O candidato à Prefeitura de São Paulo, Paulo Maluf (PP, responsabilizou os publicitários de sua campanha pelas críticas ao candidato José Serra (PSDB) veiculadas na publicidade eleitoral gratuita. A propaganda de Maluf exibiu o depoimento do deficiente físico Alexandre Arêas, que teria trabalhado para a campanha presidencial tucana em 2002, mas não teria recebido os 300 reais prometidos. "Quem faz a minha campanha são os marqueteiros. Quem disse que a campanha do Serra estava devendo o dinheiro foi o Alexandre Arêas, que eu nem conheço, mas ele disse e gravou; então, o que se tem de fazer não é descaracterizar o coitado, é pagar a dívida", afirmou o candidato do PP a prefeito de São Paulo. Maluf falou sobre o incidente de campanha em que Serra e militantes petistas entraram em conflito ontem na zona sul. "Quero dizer que sou contra oconfronto.
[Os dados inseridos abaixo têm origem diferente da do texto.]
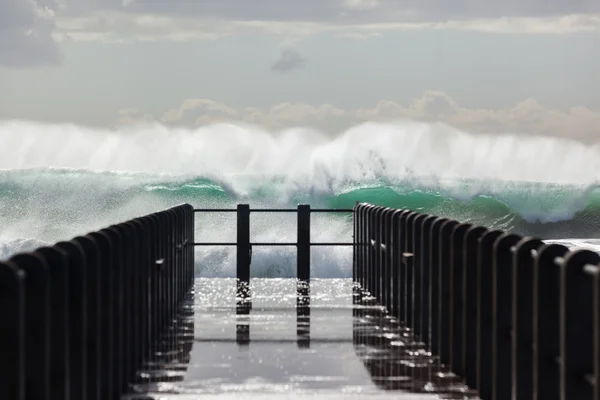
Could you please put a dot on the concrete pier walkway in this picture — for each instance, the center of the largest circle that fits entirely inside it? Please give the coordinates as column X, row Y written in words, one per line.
column 339, row 348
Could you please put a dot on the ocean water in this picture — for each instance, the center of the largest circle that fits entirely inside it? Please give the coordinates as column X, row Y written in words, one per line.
column 58, row 181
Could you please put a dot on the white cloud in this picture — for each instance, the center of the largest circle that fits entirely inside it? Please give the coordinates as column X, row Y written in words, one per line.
column 526, row 117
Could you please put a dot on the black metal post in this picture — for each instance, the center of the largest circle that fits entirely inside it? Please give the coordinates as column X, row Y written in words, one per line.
column 244, row 251
column 303, row 255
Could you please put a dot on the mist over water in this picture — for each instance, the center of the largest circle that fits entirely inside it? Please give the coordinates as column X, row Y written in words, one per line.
column 57, row 181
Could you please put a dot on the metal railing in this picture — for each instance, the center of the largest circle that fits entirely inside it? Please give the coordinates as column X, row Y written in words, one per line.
column 79, row 318
column 515, row 317
column 244, row 245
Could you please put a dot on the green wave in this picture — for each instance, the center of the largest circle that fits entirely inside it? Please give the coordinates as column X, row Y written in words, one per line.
column 541, row 209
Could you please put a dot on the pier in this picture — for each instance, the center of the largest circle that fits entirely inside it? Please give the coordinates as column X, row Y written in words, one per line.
column 435, row 308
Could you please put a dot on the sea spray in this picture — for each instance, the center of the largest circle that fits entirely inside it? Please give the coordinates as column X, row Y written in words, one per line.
column 62, row 180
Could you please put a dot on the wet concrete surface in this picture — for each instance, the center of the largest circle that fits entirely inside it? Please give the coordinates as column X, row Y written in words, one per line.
column 288, row 341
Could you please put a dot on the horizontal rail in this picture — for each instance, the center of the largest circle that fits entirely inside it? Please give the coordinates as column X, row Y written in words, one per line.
column 275, row 210
column 275, row 340
column 273, row 244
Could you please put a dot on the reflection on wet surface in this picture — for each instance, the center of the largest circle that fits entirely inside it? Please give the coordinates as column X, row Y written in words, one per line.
column 289, row 340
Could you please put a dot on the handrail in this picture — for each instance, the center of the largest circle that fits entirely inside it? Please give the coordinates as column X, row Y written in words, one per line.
column 244, row 245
Eu acho que o Serra, a Marta e eu devemos ter todo o direito de andar nas ruas. Cada vez que eu encontro alguém com uma bandeira do Serra e da Marta, eu chamo, dou a mão jogo um beijo, porque, na democracia, todos escolhem o candidato que quiser, cada um é livre, mas a boa educação tem de existir. Acho que o confronto não ajuda a democracia. O PT errou; eu acho que nas ruas nós temos todos de ter liberdade de fazer campanha", declarou.Mesmo com a postura "paz e amor", confirmou que o tom de denúncias da publicidade eleitoral continuará. Ele recusa-se a dizer se foi ou não procurado pelos adversários para oferecer apoios. "Eu vou estar no segundo turno", repete, exaustivamente. Maluf participou hoje de um café da manhã numa pizzaria dos Jardins, na zona sul da capital paulista, e mostrou os dotes de músico ao piano. Segundo o candidato do PP a prefeito de São Paulo, o Chopin que tocou era o "Opus 28", chamado "Prelúdio dos Acordes". Depois, Maluf fez uma palestra na Associação Viva o Centro e carreata na zona leste.